From the course: Agile Requirements Foundations

Analyzing the backlog

From the course: Agile Requirements Foundations

Analyzing the backlog

- In order to refine the backlog, you may need to do a lot of analysis to find the gaps and slice the items into smaller pieces. Agile BAs use their deep analysis skills to analyze the context, data, processes, user experience, and various user roles impacted to determine if there are missing items on the backlog, and to decompose the items for further work. This work is so critical to the agile team. Without this analysis work, teams experience stories that carry over into many iterations and lengthy extensions to deadlines.
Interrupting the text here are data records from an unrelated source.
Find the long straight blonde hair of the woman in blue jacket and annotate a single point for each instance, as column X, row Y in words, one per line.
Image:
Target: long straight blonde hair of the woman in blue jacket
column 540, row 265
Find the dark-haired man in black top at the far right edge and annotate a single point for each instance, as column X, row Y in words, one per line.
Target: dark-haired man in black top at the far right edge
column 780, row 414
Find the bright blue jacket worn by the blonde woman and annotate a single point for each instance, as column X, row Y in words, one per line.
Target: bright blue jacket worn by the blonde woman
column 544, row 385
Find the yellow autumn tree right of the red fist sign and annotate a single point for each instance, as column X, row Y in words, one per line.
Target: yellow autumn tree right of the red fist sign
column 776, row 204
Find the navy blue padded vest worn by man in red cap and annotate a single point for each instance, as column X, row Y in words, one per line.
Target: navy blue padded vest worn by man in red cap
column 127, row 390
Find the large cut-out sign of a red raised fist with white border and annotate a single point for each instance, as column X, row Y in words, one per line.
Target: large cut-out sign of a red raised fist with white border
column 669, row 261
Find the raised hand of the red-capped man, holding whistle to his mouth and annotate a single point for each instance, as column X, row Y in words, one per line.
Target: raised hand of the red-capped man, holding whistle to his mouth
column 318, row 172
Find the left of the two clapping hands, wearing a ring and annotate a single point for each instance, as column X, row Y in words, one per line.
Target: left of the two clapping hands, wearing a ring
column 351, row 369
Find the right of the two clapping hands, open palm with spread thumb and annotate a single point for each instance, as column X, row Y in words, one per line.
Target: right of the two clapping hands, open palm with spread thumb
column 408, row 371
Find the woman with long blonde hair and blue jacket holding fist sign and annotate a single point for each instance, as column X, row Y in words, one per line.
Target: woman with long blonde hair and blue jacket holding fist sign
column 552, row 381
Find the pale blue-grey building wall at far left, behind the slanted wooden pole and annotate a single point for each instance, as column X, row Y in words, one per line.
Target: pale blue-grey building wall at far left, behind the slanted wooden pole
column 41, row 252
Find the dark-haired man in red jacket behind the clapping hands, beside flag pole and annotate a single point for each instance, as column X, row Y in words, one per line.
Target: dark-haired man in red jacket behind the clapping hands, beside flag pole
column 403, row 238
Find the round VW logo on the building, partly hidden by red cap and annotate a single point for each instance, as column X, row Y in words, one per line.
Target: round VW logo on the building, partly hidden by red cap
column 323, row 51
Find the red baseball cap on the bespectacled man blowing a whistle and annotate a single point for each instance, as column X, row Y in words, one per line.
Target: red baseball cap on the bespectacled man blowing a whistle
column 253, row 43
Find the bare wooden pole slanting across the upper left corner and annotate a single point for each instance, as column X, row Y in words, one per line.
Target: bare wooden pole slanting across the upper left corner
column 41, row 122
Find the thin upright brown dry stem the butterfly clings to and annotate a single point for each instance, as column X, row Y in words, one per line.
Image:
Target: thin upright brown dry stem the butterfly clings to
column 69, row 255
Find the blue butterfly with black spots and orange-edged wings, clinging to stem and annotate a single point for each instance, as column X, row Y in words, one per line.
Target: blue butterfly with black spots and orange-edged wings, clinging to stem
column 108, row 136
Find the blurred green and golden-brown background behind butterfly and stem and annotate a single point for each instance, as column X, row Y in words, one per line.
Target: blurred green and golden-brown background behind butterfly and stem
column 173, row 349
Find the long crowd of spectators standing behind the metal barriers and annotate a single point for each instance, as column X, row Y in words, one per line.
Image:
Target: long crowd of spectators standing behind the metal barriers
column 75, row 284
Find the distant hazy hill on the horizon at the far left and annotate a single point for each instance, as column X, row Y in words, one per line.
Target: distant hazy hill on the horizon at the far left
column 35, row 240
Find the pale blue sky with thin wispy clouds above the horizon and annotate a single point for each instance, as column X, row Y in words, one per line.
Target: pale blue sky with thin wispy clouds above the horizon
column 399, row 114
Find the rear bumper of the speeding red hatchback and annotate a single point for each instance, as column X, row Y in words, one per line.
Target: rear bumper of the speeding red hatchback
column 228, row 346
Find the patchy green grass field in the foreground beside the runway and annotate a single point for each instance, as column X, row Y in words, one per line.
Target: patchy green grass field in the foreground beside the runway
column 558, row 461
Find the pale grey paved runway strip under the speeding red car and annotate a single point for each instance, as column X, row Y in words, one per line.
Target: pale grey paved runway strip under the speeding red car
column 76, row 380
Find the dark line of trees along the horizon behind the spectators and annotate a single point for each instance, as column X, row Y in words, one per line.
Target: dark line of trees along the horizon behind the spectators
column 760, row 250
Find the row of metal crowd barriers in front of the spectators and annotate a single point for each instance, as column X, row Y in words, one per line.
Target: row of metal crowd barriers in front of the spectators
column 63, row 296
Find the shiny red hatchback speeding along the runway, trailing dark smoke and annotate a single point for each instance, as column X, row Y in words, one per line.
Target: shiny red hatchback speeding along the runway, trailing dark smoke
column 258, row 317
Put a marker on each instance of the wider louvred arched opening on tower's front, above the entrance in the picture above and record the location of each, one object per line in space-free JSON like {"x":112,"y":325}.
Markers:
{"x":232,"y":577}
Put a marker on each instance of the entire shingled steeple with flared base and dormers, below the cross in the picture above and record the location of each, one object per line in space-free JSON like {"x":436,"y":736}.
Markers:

This is due to the team finding gaps that should have been previously analyzed. This critical work is where our tried and true business analysis models come in. Agile BAs commonly use story maps for context and then traditional models to analyze the solution and backlog. Traditional models can include things like: process models, data flow diagrams. State diagrams, context models, user journey maps, business rules analysis, SIPOC analysis, and decision tables. These models help teams find critical missing pieces and identify unknown impacts. Many teams neglect these models and struggle to deliver high quality products. Agile still means analysis needs to happen. On agile teams, the analysis is more of a lightweight process where context and big picture meet the details of the current iteration. Analysis and visual models that BAs use help teams talk through the details of all the stories and lead the team to better designs. And this results in a better customer experience. That's right, agile BAs use more than just a backlog and user stories to do great analysis. Agile teams get better outcomes when BAs bring great analysis techniques to the team. Agile BAs may also bring to the team their analysis and it's not necessarily a solo activity. Agile BAs bring key team members and stakeholders together into highly collaborative meetings to do lightweight modeling of these analysis tools. They huddle and find gaps in impacts together, as visual models and connections are discussed and analyzed. This process is so powerful and teams are lucky to have great BAs that can facilitate backlog analysis at this level.